Une épidémie sous haute tension
Déclarée officiellement le 15 mai 2026, cette épidémie avait en réalité commencé plusieurs mois plus tôt, en février, comme l’ont révélé les analyses de séquençage viral. Face à cette urgence, les autorités congolaises ont instauré un état d’urgence sanitaire, sans pour autant parvenir à inverser la tendance.
Cette flambée se distingue des précédentes par un détail terrifiant : le virus Bundibugyo, responsable de l’épidémie, ne dispose d’aucun vaccin ni traitement approuvé à ce jour. Des essais cliniques sont actuellement en cours en Ituri pour tester l’efficacité d’un vaccin potentiel, mais les résultats ne seront pas disponibles avant plusieurs mois.
Les experts de l’Organisation mondiale de la santé (OMS) ont récemment recommandé le lancement d’un essai clinique à grande échelle avec le vaccin Ervebo, homologué contre la souche Zaïre du virus Ebola.
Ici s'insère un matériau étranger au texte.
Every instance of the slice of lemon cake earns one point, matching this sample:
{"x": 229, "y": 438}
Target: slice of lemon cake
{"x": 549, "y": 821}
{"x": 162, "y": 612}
Les premières données suggèrent qu’il pourrait offrir une protection partielle contre la souche Bundibugyo, bien que cela reste à confirmer.
Le Dr Mohamed Yakub Janabi, directeur régional de l’OMS pour l’Afrique, résume l’urgence : « Nous courons après le virus, qui a une longueur d’avance ». La transmission du virus, favorisée par les contacts avec les fluides corporels, aggrave encore la situation dans des régions où les infrastructures sanitaires sont déjà fragiles.
Un défi logistique et humain
Les travailleurs humanitaires sur le terrain confirment que l’épidémie dépasse largement les capacités de riposte. Les grèves répétées des agents de santé, motivées par des retards de paiement, ont paralysé les efforts de surveillance et de prise en charge. Paul Hunter, professeur de médecine à l’Université de l’Est de l’Angleterre, alerte : « En l’absence de vaccin efficace, la seule solution repose sur l’identification précoce des cas et leur isolement. Dans une région en proie à l’insécurité et aux coupures de communication, cette tâche devient quasi impossible ».

Alors que deux vaccins potentiels contre la souche Bundibugyo en sont encore aux premières phases d’essais cliniques, et qu’un troisième est en développement, la RDC doit faire face à une course contre la montre. Chaque jour supplémentaire sans solution vaccinale efficace signifie de nouveaux cas, de nouvelles victimes, et une propagation toujours plus difficile à contrôler.
Le virus Ebola, identifié pour la première fois en 1976 près de la rivière Ebola en RDC, reste l’une des maladies les plus redoutées au monde en raison de sa contagiosité et de sa létalité. Alors que les scientifiques et les autorités sanitaires multiplient les initiatives, le bilan humain continue de s’alourdir, faisant de cette épidémie l’une des pires crises sanitaires de l’histoire récente du pays.